The old man gave a loud snap with his fingers. I looked at the glass he’d set on the counter, but it remained empty and inert.

“…what happened?” I asked.

“The little devil never showed up!” the old man said. “That was its trick, you see.”

“It gave you perfect health and more money than you needed?”

“It made me believe,” the old man said. “It made me hope. It made me wish… those first two things, they were things I wanted. They were things I asked for. But they weren’t a wish like this was a wish. I’d never felt a deep-seated yearning for a million dollars, you see. I’d prayed for health, in the off-hand sort of way that you do, but I had never fallen to my knees and begged for it.”

“You still had your money,” I said.

“You don’t understand,” he said. “If it had said two wishes, I would have been satisfied. If it had said two wishes, I would have walked away perfectly happy. I wouldn’t have been disappointed if from the start it said I could have one wish, or it offered its thanks and went on its way. But it promised three wishes, and it spread them out so I had time to get used to the idea, to come round to the way of thinking that this was how things worked.”

“But have you ever in your life since then actually gone thirsty?”

“No,” he said. “Not thirsty, exactly. Not for lack of drink.”
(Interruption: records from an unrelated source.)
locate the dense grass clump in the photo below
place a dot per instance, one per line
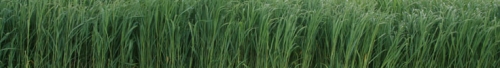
(249, 33)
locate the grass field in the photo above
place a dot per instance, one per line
(249, 33)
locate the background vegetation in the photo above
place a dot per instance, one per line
(249, 33)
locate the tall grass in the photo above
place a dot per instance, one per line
(249, 33)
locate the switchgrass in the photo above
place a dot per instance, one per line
(249, 33)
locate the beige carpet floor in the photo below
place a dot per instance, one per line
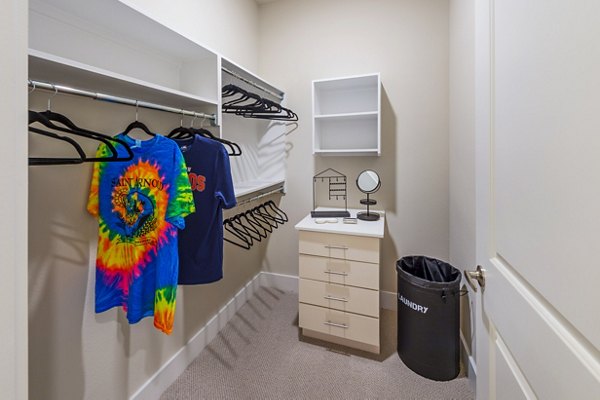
(261, 355)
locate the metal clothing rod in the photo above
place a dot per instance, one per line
(249, 82)
(115, 99)
(260, 196)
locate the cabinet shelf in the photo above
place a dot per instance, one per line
(346, 116)
(357, 115)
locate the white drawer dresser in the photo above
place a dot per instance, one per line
(339, 281)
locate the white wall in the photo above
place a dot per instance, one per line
(228, 27)
(13, 202)
(407, 42)
(462, 152)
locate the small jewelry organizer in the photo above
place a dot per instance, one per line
(336, 186)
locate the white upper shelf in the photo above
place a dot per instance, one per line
(57, 70)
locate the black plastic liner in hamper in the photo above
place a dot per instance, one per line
(428, 317)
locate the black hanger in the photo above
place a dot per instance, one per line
(51, 116)
(250, 232)
(57, 161)
(264, 224)
(37, 117)
(138, 125)
(263, 212)
(244, 242)
(248, 216)
(235, 148)
(277, 210)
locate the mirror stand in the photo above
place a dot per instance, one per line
(368, 215)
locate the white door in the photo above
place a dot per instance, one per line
(13, 199)
(538, 198)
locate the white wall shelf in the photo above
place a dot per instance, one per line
(347, 115)
(58, 70)
(85, 46)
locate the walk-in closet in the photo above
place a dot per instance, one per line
(286, 199)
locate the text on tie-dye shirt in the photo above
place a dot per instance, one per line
(140, 205)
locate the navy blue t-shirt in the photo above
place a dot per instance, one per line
(201, 242)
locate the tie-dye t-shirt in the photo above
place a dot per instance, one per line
(140, 204)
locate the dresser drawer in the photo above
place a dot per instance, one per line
(338, 323)
(337, 297)
(335, 270)
(345, 247)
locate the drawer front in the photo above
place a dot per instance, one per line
(343, 272)
(345, 247)
(338, 323)
(337, 297)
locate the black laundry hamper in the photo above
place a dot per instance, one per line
(428, 317)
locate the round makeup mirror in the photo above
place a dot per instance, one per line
(368, 182)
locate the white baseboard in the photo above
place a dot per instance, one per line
(286, 283)
(388, 300)
(172, 369)
(469, 361)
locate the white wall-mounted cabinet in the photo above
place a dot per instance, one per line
(347, 115)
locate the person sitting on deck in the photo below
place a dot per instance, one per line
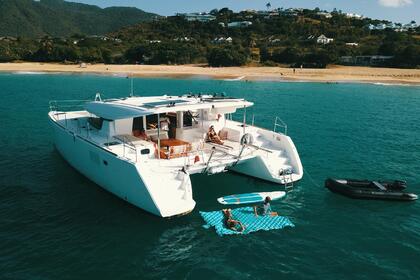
(213, 137)
(265, 208)
(141, 134)
(231, 223)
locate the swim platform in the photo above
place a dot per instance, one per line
(247, 217)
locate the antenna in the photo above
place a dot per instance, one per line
(131, 86)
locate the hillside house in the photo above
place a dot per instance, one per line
(324, 40)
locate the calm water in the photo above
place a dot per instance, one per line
(56, 224)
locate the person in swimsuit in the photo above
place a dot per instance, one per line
(213, 137)
(231, 223)
(265, 208)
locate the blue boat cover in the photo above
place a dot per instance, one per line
(245, 215)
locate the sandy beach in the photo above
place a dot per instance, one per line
(331, 74)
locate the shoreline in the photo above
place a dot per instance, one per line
(332, 74)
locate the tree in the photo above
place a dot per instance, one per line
(227, 56)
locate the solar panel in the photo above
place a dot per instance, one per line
(167, 103)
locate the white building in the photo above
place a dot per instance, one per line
(324, 14)
(202, 17)
(355, 16)
(239, 24)
(222, 40)
(324, 40)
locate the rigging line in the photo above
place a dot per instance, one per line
(311, 178)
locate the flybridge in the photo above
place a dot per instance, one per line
(140, 106)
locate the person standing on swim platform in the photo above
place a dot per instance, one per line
(265, 208)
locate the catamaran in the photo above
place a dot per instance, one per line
(144, 149)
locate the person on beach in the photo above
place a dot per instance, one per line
(265, 208)
(231, 223)
(213, 137)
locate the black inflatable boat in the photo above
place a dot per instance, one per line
(364, 189)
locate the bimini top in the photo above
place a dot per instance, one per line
(131, 107)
“Thanks for the warning,” I said.

“But you still mean to press on.”

“If I’m offered three wishes, I’ll know what not to do,” I said.

“If you’re counting on two, you’ll get one,” he said. “Or three but something else will go wrong. Or you’ll be offered something else, something that isn’t wishes. You see, the lesson here isn’t how it played out with me. The lesson is about what happens when you trust a fairy.”

“I think I could manage a long, rich life,” I said.

“You think I don’t feel lucky?” the old man said. “I do, if only because I’ve heard from others who’ve had their dealings and come away much worse for it. But no matter how lucky I am and how lucky I feel, I also feel cheated… and I’ll always feel cheated. It’s a bigger thing than you think.”

“I could stand to feel a little cheated if I had your life.”

“That’s what they all say, when they find me,” the old man said. “But they all find me in a bar.”

“I won’t make the same mistake you did,” I said.